A chegada da pandemia tornou-se uma tragédia para o Brasil. Com um sistema de saúde pública enfraquecido, sem um presidente com capacidade de comando e legitimidade, com o aprofundamento das desigualdades sociais. Rapidamente as mortes chegaram a mil por dia, dezenas de milhares de brasileiros ja morreram e outros devem morrer nos próximos meses.

Enquanto isso, um militar imbecil, completamente alheio à saúde publica no Brasil, ocupa o Ministério da Saúde, que deveria ser ocupado por pessoas altamente competentes, se mostra absolutamente incapaz de corresponder ao que o Brasil precisa. Despede o pessoal que restava e entulhou o ministério de militares, em um dos mais vergonhosos episódios políticos da história do pais.

Os militares assumem a responsabilidade de conduzir o Brasil na pior crise de saúde pública que já vivemos, sem capacidade de dar resposta a qualquer dos graves problemas que o país enfrenta. A cada dia, com o anúncio de mais de mil mortes, não dizem nada, não têm nada a dizer, burocraticamente somam as vítimas. Como se eles não fossem culpados por essas mortes, pelo sofrimento de mais de mil famílias a mais a cada dia.

Bolsonaro e os militares – comprometendo mais ainda as FFAA – têm as mãos sujas de sangue por essas mortes. O presidente nem toca no tema da pandemia. Está preocupado com salvar seus filhos das garras da justiça e não tentar salvar os milhares de brasileiros que morrem a cada dia. Um governo criminoso faz demagogia com as vítimas da pandemia e da recessão econômica, enquanto finge dirigir o país.
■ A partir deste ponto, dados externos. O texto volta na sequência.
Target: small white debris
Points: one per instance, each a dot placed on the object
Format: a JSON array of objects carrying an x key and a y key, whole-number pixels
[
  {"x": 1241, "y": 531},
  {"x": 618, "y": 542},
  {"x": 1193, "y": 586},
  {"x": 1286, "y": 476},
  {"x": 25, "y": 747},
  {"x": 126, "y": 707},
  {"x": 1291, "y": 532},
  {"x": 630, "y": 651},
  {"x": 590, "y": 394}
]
O Congresso tem que chamar imediatamente quem ocupa o cargo de ministro da Saúde, para cobrar o que ele e os militares que o acompanham fazem para brecar a sangria de mortes que o país vive. Para saber o que eles pretendem fazer, além de computar as vítimas diárias.

Temos que ser capazes de fazer com que a pandemia se torne o problema da atenção do país, a questão mais importante que os brasileiros vivem. A democracia está em risco, mas a vida de milhões de brasileiros também, e antes de tudo.